In this new tool, the renewal scenario becomes the core concept on which account managers collaborate with customers. A scenario is essentially an all-in-one proposal, summarizing all the information relative to all the contracts for one account for the current year and the evolution for the next year. And as the name suggests, you can have several scenarios for each account, so the customer gets to choose what they prefer.

To help account managers get started on each account, we automatically create a base scenario with the suggested new prices to reach a 100% loss ratio without guarantee changes. They can then create copies from the base scenario (or from another scenario they may have already created and modified) and make additional guarantee changes. When they change the guarantees, we automatically recompute the new prices for them.

Account managers can export scenario comparisons into spreadsheets and make several propositions to the account administrators. Once they agree on a scenario, account managers can click on a single button and be redirected to our contracting tool to generate contract amendments already prefilled with the new guarantees and prices.

Finally, by tracking the latest exported scenario for each account, or the scenario approved for contracting, we can know the global state of renewal. We leverage our Data Analytics system to re-aggregate the information from all the account most up-to-date scenarios and we are able to compute the global next year projected loss ratio for all of Alan’s customers. Thanks to this, we are able to build a global real-time report on the sanity of Alan’s portfolio and take quick corrective actions when needed.

Here is a simplified data model of our scenario system:

  • There can be several scenarios per account. Within a scenario, there is one renewal offer per contract, so there can be several offers per scenario.
  • Rather than working directly with contracts and computing metrics in the backend, contract metrics are provided by our Data Analytics system.

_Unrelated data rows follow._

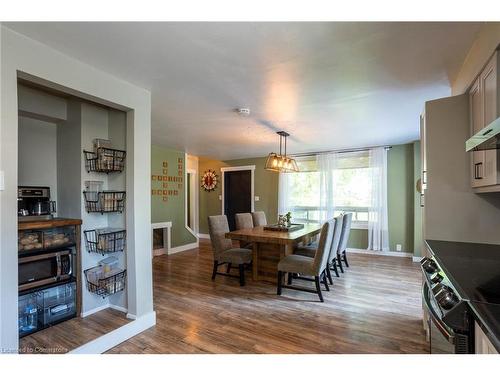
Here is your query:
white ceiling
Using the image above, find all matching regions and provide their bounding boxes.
[6,22,480,160]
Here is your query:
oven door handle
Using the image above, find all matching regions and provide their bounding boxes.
[422,283,455,344]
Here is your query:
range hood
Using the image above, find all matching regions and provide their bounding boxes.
[465,117,500,152]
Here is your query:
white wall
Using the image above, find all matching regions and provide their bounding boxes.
[0,26,154,351]
[18,116,57,204]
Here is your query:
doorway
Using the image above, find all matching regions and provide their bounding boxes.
[221,165,255,231]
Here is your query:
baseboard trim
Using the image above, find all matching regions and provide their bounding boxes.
[109,303,128,315]
[80,303,110,318]
[168,241,199,255]
[347,248,413,258]
[68,311,156,354]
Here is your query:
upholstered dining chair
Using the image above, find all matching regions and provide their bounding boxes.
[208,215,252,286]
[277,221,333,302]
[252,211,267,227]
[294,215,344,285]
[337,212,352,273]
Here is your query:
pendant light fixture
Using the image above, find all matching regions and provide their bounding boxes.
[265,131,299,172]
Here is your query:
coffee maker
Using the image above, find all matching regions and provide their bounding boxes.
[17,186,56,221]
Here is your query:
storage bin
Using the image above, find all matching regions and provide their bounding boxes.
[84,266,127,298]
[17,230,43,252]
[83,147,126,173]
[83,190,125,214]
[18,293,39,337]
[83,228,127,255]
[37,282,76,326]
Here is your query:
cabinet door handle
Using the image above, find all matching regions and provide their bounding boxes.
[474,162,483,180]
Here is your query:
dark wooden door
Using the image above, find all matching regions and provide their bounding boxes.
[222,171,252,230]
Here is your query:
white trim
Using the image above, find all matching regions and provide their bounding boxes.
[347,248,413,258]
[184,164,199,241]
[109,303,128,315]
[80,303,109,318]
[68,311,156,354]
[167,241,198,255]
[220,165,255,215]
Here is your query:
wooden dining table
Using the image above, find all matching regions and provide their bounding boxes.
[225,224,321,283]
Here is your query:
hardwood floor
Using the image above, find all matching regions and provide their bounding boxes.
[19,309,130,354]
[109,240,427,353]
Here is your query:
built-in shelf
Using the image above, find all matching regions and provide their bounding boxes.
[83,228,127,255]
[83,147,126,173]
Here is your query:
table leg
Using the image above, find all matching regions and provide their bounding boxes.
[252,242,259,281]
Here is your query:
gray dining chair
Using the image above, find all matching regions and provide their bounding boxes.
[234,212,253,249]
[277,222,333,302]
[294,215,343,285]
[252,211,267,227]
[208,215,252,286]
[337,212,352,273]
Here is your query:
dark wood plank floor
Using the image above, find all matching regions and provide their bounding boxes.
[19,309,130,354]
[109,241,427,353]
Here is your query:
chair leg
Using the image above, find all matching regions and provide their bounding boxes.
[276,271,283,296]
[314,276,324,302]
[332,259,340,277]
[344,251,349,267]
[337,254,344,273]
[212,260,219,280]
[326,265,333,285]
[239,264,245,286]
[323,272,330,292]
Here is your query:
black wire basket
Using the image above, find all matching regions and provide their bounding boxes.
[83,190,125,214]
[84,266,127,298]
[83,228,127,255]
[83,147,126,173]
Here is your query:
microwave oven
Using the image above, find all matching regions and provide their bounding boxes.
[18,249,73,291]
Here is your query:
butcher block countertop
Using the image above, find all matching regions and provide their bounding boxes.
[17,217,82,230]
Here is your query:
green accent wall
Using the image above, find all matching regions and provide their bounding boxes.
[199,142,421,253]
[387,143,414,253]
[198,157,279,234]
[151,145,196,247]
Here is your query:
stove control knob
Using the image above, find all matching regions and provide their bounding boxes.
[431,272,443,284]
[420,258,439,273]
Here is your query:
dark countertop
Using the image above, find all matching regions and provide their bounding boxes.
[426,240,500,351]
[17,217,82,230]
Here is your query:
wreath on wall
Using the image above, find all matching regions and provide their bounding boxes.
[201,169,218,192]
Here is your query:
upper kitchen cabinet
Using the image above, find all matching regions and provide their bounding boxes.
[469,51,500,193]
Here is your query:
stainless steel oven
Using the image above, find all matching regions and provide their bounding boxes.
[422,283,469,354]
[421,258,473,354]
[18,249,73,291]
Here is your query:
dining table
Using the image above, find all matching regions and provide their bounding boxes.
[225,224,321,283]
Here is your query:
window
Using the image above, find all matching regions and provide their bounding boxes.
[280,153,372,228]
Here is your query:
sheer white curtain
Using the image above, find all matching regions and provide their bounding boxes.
[316,153,337,223]
[278,172,292,216]
[368,147,389,251]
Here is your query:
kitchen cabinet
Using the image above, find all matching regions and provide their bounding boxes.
[474,322,498,354]
[469,52,500,193]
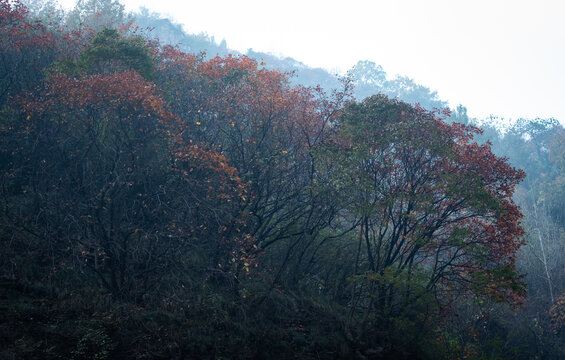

Metrics include the base_new_price, i.e. the price required to reach the 100% loss ratio without any guarantee change.
  • We store potential changes to the health guarantees and the new price resulting from those guarantee changes at the offer level. We leverage our existing pricer to compute the guarantee_change_cost_increase:
guarantee_change_cost_increase = pricer(new_guarantees) / pricer(current_guarantees)
renewal_offer.new_price = contract_metric.base_new_price * guarantee_change_cost_increase
  • Note that guarantee_change_cost_increase can be < 1 if the guarantees are decreased, so the effective renewal_offer.new_price can be smaller than the initial contract_metric.base_new_price.

What’s next?

Our repricing process is representative of Alan’s leadership principles:

  • We strive to be member-first: we propose alternatives to our customers to let them choose what is best for themselves.
  • We are radically transparent: our members know what their loss ratio is and how we use it to modify the insurance prices over the years (and now you know too!).
  • We distribute ownership and empower Alan employees accomplish their missions: account managers can autonomously craft alternative proposals for their accounts and don’t need to be insurance experts to do so.
  • We simplify: our customers can grasp the principles of our renewal pricing method, independently of their level of technical or actuarial knowledge.

And lastly, a part of Alan’s leadership principles that I personally like a lot is “we haven’t won yet” and “Everything is in draft”. We didn’t build our repricing system in one shot but iterated on it over several years. The version we have today is almost certainly not final. As a team, we always strive to take things to the next level, not for the sake of it, but for the value it creates.